Reflek aku berdiri dan mengangkat buku Pram yang tergeletak di meja. Lalu kusentakan buku itu ke mulut Krisna cukup keras hingga buku itu terpental jatuh ke lantai.
“Brukk,”
Semua mata lantas tertuju pada kami berdua. Seluruh tubuhku gemetar menahan amarah yang selama ini kupendam.
Tiba-tiba kulihat bibir Krisna berdarah karena pukulan bukuku. Cowok kurus ini langsung mengelap darahnya sambil menatapku tajam.
Saat ku yakin Krisna akan membalasku, dia kemudian justru menyunggingkan senyum. Dia nyengir ke anak-anak mungkin karena malu.
"Wah cocok juga jadi petinju," kata Krisna sembari kembali ke bangkunya.
“Lain kali ga usah pakai buku, timpuk pakai tangan kosong,” serunya lagi.
Sedangkan anak-anak lain yang masih menatap kami, terpaku dengan adegan barusan. Mata mereka rasanya bisa berbicara bahwa mereka tak percaya aku bisa sekasar itu.
Ku lihat lagi bukuku yang jatuh ke lantai. Saat kuambil ternyata buku itu sobek di bagian sampulnya.
Sudah pasti aku harus menggantinya karena buku itu milik perpustakaan. Perpustakaan memiliki aturan ketat soal perawatan buku-buku koleksinya.
Mau tak mau aku juga harus menyisihkan uang sakuku selama beberapa minggu untuk menggantinya. Aku tak akan berani meminta uang pada orang tuaku untuk kesalahanku itu.

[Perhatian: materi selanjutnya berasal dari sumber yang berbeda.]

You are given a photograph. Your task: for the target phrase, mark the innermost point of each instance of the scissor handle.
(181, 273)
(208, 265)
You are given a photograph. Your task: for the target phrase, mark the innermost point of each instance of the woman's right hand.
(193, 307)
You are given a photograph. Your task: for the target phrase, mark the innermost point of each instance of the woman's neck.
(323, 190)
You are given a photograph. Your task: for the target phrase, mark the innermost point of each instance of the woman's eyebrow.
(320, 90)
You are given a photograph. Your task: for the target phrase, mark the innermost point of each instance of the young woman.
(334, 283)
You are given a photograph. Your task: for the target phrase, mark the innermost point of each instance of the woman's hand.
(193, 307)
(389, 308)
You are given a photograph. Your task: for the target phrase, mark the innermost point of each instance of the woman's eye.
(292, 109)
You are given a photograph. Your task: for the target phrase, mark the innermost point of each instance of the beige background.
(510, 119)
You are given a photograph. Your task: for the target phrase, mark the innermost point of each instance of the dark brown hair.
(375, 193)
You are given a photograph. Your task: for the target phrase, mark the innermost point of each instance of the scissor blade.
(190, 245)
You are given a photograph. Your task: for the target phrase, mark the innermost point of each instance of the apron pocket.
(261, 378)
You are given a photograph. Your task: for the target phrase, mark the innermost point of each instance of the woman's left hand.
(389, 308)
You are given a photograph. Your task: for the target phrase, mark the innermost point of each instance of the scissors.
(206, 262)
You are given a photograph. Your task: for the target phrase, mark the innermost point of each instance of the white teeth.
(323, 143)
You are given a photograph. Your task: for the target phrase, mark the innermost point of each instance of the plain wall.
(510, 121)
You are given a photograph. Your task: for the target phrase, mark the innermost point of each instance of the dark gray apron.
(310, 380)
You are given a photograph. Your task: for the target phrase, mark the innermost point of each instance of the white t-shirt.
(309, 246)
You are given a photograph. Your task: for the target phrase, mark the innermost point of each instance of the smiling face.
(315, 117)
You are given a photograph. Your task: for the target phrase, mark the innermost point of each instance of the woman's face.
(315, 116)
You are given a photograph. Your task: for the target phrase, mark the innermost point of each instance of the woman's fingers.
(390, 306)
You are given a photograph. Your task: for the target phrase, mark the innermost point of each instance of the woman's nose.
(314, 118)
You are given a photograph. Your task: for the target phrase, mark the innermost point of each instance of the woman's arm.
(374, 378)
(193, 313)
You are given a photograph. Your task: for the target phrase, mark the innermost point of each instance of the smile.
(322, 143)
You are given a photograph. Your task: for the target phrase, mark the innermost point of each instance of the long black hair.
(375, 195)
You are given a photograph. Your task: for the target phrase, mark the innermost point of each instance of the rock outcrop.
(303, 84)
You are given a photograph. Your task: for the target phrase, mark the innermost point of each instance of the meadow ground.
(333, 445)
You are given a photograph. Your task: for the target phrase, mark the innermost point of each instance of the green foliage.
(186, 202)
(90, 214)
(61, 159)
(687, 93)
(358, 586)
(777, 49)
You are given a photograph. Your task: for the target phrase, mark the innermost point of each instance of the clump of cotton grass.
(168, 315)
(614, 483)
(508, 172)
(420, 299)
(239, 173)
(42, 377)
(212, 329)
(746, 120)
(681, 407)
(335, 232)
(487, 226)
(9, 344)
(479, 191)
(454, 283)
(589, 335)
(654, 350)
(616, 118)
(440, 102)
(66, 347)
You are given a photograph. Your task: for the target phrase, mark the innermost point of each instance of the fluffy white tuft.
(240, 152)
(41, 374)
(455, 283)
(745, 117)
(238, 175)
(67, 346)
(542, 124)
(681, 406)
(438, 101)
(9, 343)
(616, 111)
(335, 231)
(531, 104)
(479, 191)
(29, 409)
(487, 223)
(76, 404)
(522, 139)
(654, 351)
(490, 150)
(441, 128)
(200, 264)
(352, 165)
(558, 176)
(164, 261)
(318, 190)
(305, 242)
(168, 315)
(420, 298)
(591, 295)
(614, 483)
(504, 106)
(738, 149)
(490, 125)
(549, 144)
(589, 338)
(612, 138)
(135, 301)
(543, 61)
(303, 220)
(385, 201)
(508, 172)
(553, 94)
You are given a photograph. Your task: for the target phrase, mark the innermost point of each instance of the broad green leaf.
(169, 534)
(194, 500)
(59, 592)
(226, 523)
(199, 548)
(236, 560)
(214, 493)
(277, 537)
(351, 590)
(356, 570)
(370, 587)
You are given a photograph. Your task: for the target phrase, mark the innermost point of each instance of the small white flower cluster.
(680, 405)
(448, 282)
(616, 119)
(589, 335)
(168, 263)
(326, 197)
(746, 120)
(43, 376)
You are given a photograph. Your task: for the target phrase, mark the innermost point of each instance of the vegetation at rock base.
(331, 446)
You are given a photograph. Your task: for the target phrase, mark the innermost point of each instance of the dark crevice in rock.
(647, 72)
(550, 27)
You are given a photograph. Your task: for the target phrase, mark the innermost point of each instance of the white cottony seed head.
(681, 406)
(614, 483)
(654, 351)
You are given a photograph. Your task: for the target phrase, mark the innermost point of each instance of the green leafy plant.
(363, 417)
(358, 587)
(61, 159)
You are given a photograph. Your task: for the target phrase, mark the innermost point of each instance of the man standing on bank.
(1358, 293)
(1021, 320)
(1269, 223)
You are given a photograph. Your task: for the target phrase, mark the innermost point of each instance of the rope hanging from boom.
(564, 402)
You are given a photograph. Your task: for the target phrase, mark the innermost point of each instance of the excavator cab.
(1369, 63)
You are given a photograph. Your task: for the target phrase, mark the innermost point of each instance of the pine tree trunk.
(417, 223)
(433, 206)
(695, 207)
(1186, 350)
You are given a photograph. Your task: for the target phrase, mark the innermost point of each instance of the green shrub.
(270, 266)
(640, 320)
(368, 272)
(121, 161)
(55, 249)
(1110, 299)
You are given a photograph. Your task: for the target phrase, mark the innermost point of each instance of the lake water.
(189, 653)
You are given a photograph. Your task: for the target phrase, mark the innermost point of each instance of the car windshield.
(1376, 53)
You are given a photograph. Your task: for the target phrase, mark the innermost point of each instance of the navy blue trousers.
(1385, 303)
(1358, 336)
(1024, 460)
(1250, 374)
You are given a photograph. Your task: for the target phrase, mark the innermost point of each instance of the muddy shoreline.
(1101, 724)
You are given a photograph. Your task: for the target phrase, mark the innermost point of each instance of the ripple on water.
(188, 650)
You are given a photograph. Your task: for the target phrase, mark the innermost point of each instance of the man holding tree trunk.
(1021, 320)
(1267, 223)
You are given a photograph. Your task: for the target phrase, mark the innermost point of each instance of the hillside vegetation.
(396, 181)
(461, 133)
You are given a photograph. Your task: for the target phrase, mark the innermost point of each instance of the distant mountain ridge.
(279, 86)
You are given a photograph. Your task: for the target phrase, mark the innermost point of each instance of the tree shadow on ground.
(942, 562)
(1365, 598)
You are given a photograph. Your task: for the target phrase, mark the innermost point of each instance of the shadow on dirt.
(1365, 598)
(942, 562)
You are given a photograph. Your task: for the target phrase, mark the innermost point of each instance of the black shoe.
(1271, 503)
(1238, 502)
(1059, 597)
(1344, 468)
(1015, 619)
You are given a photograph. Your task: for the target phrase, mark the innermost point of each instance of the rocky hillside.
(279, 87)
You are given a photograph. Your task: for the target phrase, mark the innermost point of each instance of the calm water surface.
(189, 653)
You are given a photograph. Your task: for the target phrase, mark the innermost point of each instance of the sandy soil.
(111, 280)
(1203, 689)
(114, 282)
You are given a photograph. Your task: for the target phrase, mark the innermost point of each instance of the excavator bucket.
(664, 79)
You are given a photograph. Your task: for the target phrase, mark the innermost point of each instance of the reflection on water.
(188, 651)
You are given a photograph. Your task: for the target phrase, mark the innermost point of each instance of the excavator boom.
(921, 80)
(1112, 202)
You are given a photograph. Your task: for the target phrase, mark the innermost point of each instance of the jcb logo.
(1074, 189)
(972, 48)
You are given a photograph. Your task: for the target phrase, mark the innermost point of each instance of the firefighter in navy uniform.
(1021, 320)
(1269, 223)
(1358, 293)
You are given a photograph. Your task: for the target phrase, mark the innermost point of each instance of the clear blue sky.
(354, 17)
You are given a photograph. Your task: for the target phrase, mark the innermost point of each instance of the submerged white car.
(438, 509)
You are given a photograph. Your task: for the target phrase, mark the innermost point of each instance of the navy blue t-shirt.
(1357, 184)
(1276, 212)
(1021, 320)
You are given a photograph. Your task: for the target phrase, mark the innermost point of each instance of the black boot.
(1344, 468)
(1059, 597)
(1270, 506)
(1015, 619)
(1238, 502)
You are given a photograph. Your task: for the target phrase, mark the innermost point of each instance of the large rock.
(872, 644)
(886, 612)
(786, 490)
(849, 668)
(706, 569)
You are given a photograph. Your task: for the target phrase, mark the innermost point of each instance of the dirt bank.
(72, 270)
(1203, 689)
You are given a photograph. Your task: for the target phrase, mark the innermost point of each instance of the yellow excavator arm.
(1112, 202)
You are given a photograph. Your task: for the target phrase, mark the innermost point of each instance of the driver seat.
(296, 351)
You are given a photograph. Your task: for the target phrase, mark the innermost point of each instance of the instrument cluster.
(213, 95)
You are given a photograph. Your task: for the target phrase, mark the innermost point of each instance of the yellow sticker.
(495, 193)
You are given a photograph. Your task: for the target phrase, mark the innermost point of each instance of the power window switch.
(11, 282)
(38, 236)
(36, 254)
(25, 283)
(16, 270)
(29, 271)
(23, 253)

Tiba-tiba saja aku merasa bersalah atas apa yang telah aku lakukan. Aku berpikir ceroboh dan terlalu terpancing emosi dengan perkataan bodoh mereka.
"Aku hanya mencoba melawan dan kenapa aku lagi yang salah," pikirku.
Tak terasa air mata ku jatuh lagi di atas buku Pram. Lagi-lagi aku ingin segera pergi menyembur masuk toilet.